Five reasons why explainable machine decisions are critical for financial crime and compliance teams:

  1. Regulatory transparency – the ability to know that the right decisions are being taken goes without saying, but the only way to ensure regulatory transparency and confidence is if you can provide an explanation that is human-readable as to how and why those decisions are being appropriately reached. The ability to provide a clear audit trail that points to factors such as importance rating of decision factors is invaluable and something that many human analyst teams struggle to document.
  2. Quality assurance – the QA function of all financial services firms want to create confidence in the outputs of any process that is in place, especially when it relates to complex, high-risk judgements. Consistent, easy to read explainable insights to the decision output of machines makes it possible for auditors, stewards, analysts and QA teams to rapidly and confidently sanity check those outputs rather than just taking them at face value.
  3. Continuous improvement – decision imperfections will always have some level of occurrence regardless of the maturity of technology that can out-perform current standards. Human understanding of the processes that led to an imperfect decision is imperative when it comes to recognising and implementing subsequent effective optimisation and fixes. This symbiotic relationship between human and machine is critical to the scoping, training and management of AI technology.
  4. Analyst insight – machine-based decisions will never fully replace expert risk analysts because of the deep understanding of financial transactions that humans have beyond the raw numbers.
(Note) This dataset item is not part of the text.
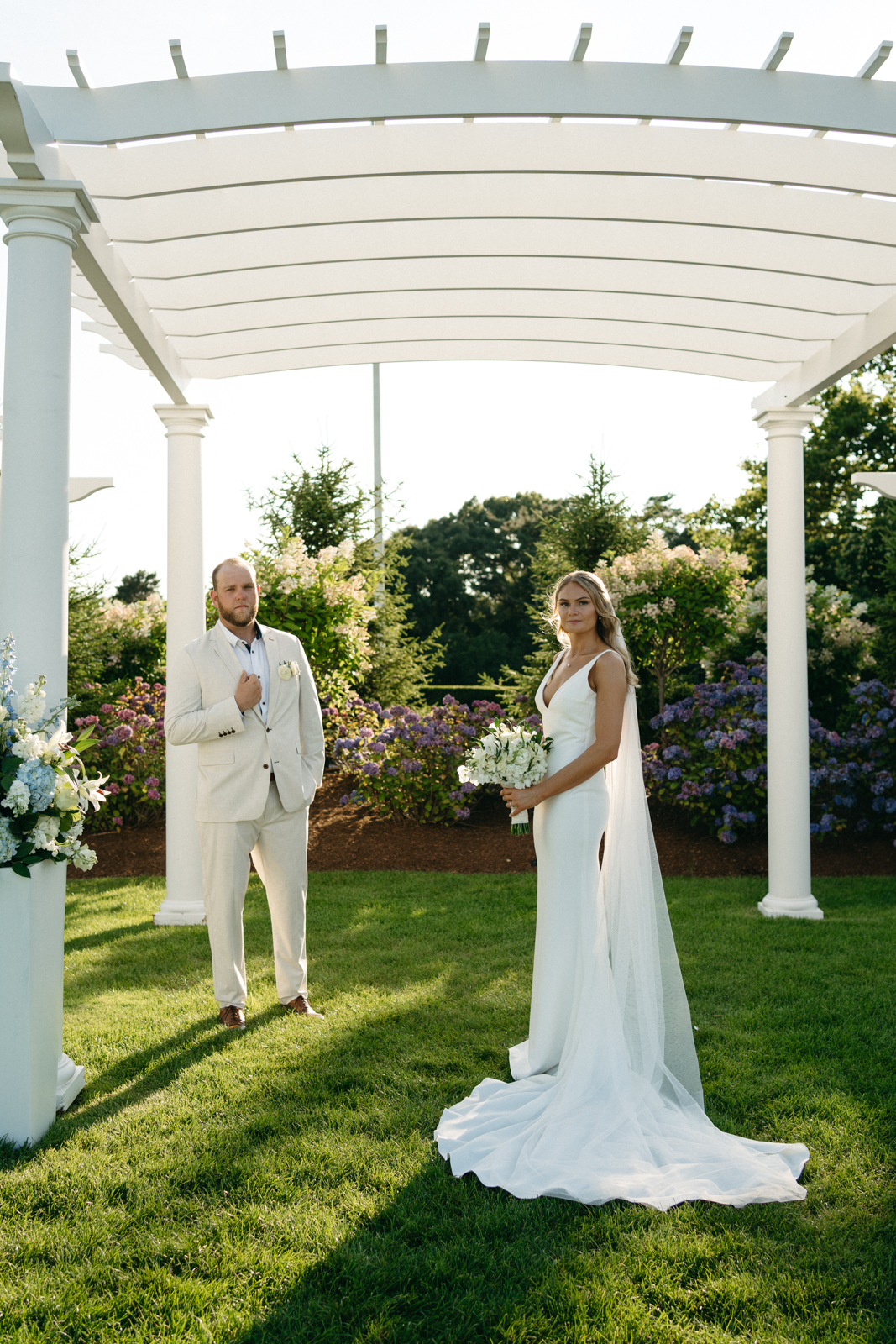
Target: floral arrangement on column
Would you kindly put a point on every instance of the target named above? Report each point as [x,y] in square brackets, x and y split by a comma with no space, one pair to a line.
[45,790]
Explained machine decisions are, however, a powerful way to augment analyst performance in the handling of high-volume alerts and gain insight as to where to best focus their valuable attention or follow new avenues of enquiry. 
  5. Bias correction – biases can exist unawares within a system, and decisions are often trusted without ever interrogating data for mistakes or misinterpretations. Clear explanations of all factors that may lead to unwanted bias creeping into decisions means that they can be assessed to understand risk impact and where necessary fixed as part of a continuous feedback loop.
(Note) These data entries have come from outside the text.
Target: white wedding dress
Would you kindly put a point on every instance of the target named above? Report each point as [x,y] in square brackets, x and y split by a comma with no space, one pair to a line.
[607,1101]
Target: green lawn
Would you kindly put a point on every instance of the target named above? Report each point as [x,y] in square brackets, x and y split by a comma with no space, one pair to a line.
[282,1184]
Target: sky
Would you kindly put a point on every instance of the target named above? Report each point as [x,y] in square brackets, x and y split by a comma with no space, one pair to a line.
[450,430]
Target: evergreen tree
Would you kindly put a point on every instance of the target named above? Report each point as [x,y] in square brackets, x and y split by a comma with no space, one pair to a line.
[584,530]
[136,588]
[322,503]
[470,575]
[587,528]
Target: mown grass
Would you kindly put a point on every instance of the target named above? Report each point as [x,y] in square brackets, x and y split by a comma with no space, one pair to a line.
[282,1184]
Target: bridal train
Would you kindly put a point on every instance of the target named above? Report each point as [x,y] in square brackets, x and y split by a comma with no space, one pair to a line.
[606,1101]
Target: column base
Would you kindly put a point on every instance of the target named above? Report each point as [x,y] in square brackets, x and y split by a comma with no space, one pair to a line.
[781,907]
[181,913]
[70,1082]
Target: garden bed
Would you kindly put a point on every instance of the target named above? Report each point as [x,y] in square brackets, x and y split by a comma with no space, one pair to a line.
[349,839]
In many industries, it will not always be necessary for a machine to fully explain whether it did what it was expected to do, but in financial services, the need is critical, and the value goes far beyond just being able to prove to an auditor that the right decision was taken. Explainable insights will revolutionise the way high performing FCC teams operate and make a material difference to them, focusing on the investigations that really matter in financial crime.

Darren Innes


With more than 20 years of experience in RegTech focused on AML, KYC and regulatory data, Darren Innes leads Nasdaq’s expansion of its globally-recognized trade surveillance into complementary areas.